There are currently three different ways to pay for services:
You will pay for services out of pocket, without the involvement of insurance. Invoices will become available for you on the client portal (you will be notified by e-mail). You can pay your bill online, in session, or with autopay.
I am in-network with most plans of Blue Cross Blue shield.
However, it is your responsibility to confirm with Blue Cross Blue Shield that I am in network for your specific plan, and if you want, to inquire about the terms of your coverage (copayment, deductible, etc.). You can do this in one of the following ways:
By phone: Call the BCBS phone number for members, indicated on the back of your health insurance card.
If you are using your health insurance benefits to cover cost for this treatment, please enter your insurance information to the client portal when you are asked to do so.
After a service is provided, I will submit a claim directly to your insurance carrier. Upon receiving your insurance’s response (Explanation of Benefits), I will update your bill. An invoice with your co-pay or deductible charges, if there are any, will become available for you on the client portal (you will be notified by e-mail). You can pay this bill online, in session, or with autopay.
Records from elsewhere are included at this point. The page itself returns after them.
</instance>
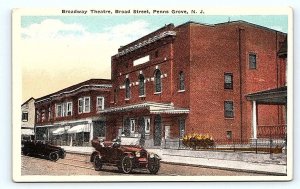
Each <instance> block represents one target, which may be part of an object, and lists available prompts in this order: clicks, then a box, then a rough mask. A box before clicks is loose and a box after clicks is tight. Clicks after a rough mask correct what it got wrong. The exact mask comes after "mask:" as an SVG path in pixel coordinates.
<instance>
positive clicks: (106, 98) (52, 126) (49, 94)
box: [35, 79, 112, 146]
mask: <svg viewBox="0 0 300 189" xmlns="http://www.w3.org/2000/svg"><path fill="white" fill-rule="evenodd" d="M111 87H112V85H111V81H110V80H105V79H90V80H87V81H84V82H81V83H78V84H76V85H73V86H70V87H67V88H65V89H62V90H60V91H57V92H55V93H52V94H49V95H46V96H44V97H41V98H38V99H36V101H35V114H36V124H35V129H36V139H37V140H46V141H50V142H51V143H53V144H57V145H70V146H87V145H89V142H90V141H91V139H92V138H93V137H94V136H98V137H103V138H105V136H106V126H105V117H104V116H102V114H101V113H100V111H101V110H103V109H105V108H106V106H108V104H109V101H110V99H109V98H110V90H111Z"/></svg>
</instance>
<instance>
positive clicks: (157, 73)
mask: <svg viewBox="0 0 300 189" xmlns="http://www.w3.org/2000/svg"><path fill="white" fill-rule="evenodd" d="M154 83H155V92H156V93H159V92H161V71H160V70H156V71H155V74H154Z"/></svg>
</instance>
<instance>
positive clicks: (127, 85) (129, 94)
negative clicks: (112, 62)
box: [125, 78, 130, 99]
Please remember to clarify your benefits and coverage with your insurance company prior to receiving services. Any failure to receive insurance coverage would result in your responsibility for paying the bills for services.
If you have a plan with out-of-network benefits, you may be able to be reimbursed for up to 80% of my fee. You will pay for services out-of-pocket (see Private Pay), and I will provide you with statements/receipts that you can submit for reimbursement to your insurance company. Notice that this is your responsibility to work with your insurance to be reimbursed.
If you are interested in this option, please contact your insurance company prior to treatment to determine if you have out-of-network benefits, and consider asking the following recommended questions:
Do I have out-of-network mental health benefits?
How much does my plan cover for out-of-network providers?
How many sessions are covered, and under what time period?
Do I have an annual deductible, and has it been met?
Do I need authorization for outpatient mental health services?
What does my plan allow (“reasonable and customary”) for the following codes: 90791, 90837, and 90834?
How do I go about obtaining reimbursement?
What forms do I need to submit, where do I get them, and what information do I need to provide to be reimbursed?